# Newbie!



## LightingStorm2007 (Dec 22, 2007)

Hi Everybody,
I'm new here. I don't own a Horse, but I'm saving up for one. Currently we own three dogs, three cats, and three rabbits. I own one of the dogs (German Shepherd named 'Zeus'), own two of the cats, and I own all three rabbits!  I came here to learn about Horses, and BTW, my name was supposed to be "LightningStorm2007", I mispelled it!


----------



## buckaroo2010 (Nov 7, 2007)

Nice to meet you Storm  Hope you get alot of info on here about horses! If you would like to know anything feel free to send me a msg and i'll try my best to help you!


----------



## Vidaloco (Sep 14, 2007)

Welcome to the forum Storm. This is a great place to learn about horses. Feel free to jump in at any time. The best way to learn about anything is to ask lots of questions.


----------



## jazzyrider (Sep 16, 2007)

hi there and welcome  as vida said, this is a wonderful source of information and for the most part full of friendly people always willing to help


----------



## free_sprtd (Oct 18, 2007)

Welcome welcome!! ya I know how you feel lol my name was supposed to be "free_spirited" but it didn't work out so now it looks like "free_sported" heheh oh well! 
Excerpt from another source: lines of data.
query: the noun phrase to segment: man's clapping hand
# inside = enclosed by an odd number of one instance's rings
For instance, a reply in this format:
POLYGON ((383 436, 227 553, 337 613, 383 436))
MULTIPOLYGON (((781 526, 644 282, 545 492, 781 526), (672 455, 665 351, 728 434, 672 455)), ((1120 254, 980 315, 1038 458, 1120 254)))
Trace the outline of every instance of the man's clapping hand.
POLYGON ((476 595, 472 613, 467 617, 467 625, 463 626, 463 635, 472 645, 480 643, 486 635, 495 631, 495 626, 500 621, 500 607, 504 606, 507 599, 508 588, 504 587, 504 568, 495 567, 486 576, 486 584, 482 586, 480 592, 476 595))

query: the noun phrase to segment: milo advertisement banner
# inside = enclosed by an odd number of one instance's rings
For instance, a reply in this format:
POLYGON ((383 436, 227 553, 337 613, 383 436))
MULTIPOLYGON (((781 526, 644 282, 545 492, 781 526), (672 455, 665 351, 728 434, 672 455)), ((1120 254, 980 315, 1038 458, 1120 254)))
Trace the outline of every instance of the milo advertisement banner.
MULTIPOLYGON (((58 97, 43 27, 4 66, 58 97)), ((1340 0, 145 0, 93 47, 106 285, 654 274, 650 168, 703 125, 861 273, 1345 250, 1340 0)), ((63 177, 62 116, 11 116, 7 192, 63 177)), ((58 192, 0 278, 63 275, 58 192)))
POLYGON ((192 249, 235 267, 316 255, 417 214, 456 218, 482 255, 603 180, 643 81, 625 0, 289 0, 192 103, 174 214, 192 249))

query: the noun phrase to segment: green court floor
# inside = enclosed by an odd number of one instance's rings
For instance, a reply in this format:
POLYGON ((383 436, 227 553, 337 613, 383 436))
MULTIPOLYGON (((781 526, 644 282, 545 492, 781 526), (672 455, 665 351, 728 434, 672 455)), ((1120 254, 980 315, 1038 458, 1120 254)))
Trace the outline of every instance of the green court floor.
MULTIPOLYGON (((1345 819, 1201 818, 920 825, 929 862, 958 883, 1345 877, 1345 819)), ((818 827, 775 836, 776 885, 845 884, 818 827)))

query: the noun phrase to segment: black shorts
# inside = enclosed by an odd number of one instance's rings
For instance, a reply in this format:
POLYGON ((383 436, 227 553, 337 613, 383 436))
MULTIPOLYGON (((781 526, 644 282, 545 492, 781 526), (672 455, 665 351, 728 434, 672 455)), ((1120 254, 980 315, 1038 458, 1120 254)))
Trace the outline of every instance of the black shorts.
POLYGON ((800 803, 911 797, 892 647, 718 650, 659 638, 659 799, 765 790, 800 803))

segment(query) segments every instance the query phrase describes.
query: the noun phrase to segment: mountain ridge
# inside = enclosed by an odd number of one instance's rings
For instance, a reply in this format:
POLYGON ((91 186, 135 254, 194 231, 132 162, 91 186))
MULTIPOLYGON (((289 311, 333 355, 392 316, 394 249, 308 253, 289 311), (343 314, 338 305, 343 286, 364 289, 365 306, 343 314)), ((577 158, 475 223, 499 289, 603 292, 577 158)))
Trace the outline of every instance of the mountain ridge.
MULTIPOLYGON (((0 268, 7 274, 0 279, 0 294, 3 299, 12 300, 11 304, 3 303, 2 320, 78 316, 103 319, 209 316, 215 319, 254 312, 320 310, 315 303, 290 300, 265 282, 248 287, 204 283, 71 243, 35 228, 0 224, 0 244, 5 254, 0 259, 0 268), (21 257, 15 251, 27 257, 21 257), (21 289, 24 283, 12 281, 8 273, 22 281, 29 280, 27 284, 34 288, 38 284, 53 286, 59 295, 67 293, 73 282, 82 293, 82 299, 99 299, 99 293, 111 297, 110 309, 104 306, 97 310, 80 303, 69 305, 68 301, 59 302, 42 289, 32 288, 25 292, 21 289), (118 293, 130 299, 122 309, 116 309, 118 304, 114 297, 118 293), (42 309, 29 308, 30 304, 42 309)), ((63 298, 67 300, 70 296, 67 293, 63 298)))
have fun chatting and getting some great opinions and info!


----------



## I Love Lane (Dec 11, 2007)

HI *waves and smiles at you*

WELCOME TO THE FORUM!!!

Lyne


----------



## LightingStorm2007 (Dec 22, 2007)

Thank you so much to you all for the wonderful warm "welcomes"! =) The Arabians have caught my fancy, so I'm doin' a lot of research on them!


----------